When he decided to be a finance major, Baldwin-Henry’s long-range goal was to work as a trader to earn money to help his family and community. But then he decided choosing real estate as a concentration would help him develop skills to support his community more quickly. “I thought, what can I do now? Real estate began to pique my interest,” he said.
Knowing redevelopment can displace people, Baldwin-Henry wants to help fellow Newark residents stay in their neighborhoods, even as the area is redeveloped.
During the past two summers, Baldwin-Henry interned as an analyst with Bank of America, an opportunity he landed through networking and the America Needs You program. He secured a job as a credit analyst at Bank of America after he graduates in the spring. His goal is to transition within the company to become an acquisition analyst or similar role that will help him develop skills related to real estate.
Baldwin-Henry chose Rutgers because of the diversity of its students and the lower cost of in-state tuition – he will graduate with no student loans. The Educational Opportunity Fund program made a huge impact on Baldwin-Henry’s time at Rutgers.
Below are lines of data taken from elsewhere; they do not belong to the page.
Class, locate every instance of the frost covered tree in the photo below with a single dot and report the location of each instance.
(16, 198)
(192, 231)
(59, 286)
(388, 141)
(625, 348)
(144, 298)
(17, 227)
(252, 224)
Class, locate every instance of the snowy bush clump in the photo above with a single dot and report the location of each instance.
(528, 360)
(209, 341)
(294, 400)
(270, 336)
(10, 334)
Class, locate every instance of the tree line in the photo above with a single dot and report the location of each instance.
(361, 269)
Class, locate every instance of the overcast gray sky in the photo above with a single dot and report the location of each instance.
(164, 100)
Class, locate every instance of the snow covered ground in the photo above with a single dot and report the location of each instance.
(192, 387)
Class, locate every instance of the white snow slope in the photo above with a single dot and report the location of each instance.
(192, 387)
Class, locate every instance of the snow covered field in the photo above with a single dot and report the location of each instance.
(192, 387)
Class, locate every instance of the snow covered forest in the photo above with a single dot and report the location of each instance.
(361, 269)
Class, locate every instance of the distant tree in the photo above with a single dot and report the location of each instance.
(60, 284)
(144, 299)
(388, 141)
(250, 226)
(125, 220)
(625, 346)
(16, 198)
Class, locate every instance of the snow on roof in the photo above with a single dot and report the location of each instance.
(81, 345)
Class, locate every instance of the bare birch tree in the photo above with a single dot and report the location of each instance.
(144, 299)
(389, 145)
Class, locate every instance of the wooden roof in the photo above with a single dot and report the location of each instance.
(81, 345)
“Coming in, my skills were not A1,” he said. “EOF helped me establish my academic foundation. The summer program gave us a shot at doing well at school.”
Baldwin-Henry credits Darlene Brown and Carl Milton, senior EOF counselors, with encouraging him to become involved with the Rutgers community and helping him develop soft skills. He was a resident assistant with EOF for its summer program.
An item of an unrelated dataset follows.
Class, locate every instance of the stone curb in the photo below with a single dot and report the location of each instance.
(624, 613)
Brown praised Baldwin-Henry’s drive, and commitment to others. “What makes Ahzem awesome is his drive to achieve his vision, no matter the setbacks he may encounter. He remains steadfast and true to his purpose and his desire to enrich the lives of others. It has been my pleasure to have him as a student,” she said.
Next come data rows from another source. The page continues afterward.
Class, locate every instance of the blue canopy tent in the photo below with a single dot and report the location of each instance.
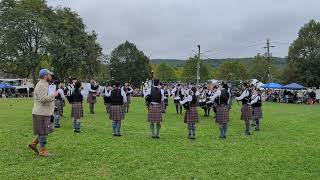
(271, 86)
(4, 86)
(293, 86)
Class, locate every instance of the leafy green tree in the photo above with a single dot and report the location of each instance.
(130, 64)
(190, 70)
(304, 56)
(23, 36)
(237, 70)
(261, 68)
(165, 73)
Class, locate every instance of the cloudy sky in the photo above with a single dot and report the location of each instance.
(173, 28)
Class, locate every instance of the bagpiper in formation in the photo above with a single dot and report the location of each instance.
(117, 112)
(246, 110)
(191, 115)
(178, 96)
(59, 103)
(42, 111)
(76, 100)
(155, 96)
(128, 90)
(107, 96)
(221, 98)
(92, 96)
(256, 104)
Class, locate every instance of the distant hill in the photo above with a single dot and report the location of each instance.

Baldwin-Henry has been a member of Rutgers Business School's Marketing and Management Society, and public relations chair for Chi Alpha Epsilon. He also has worked on the help desk at Rutgers Office of Technology & Instructional Service and volunteers at St. James Social Service Corporation, a food pantry in Newark.
He credits the support of family, friends and the EOF with motivating him to succeed and wanting to pay it forward. “I always remember what I lacked growing up,” Baldwin-Henry said. “The more success in my life, the more I have to give back.”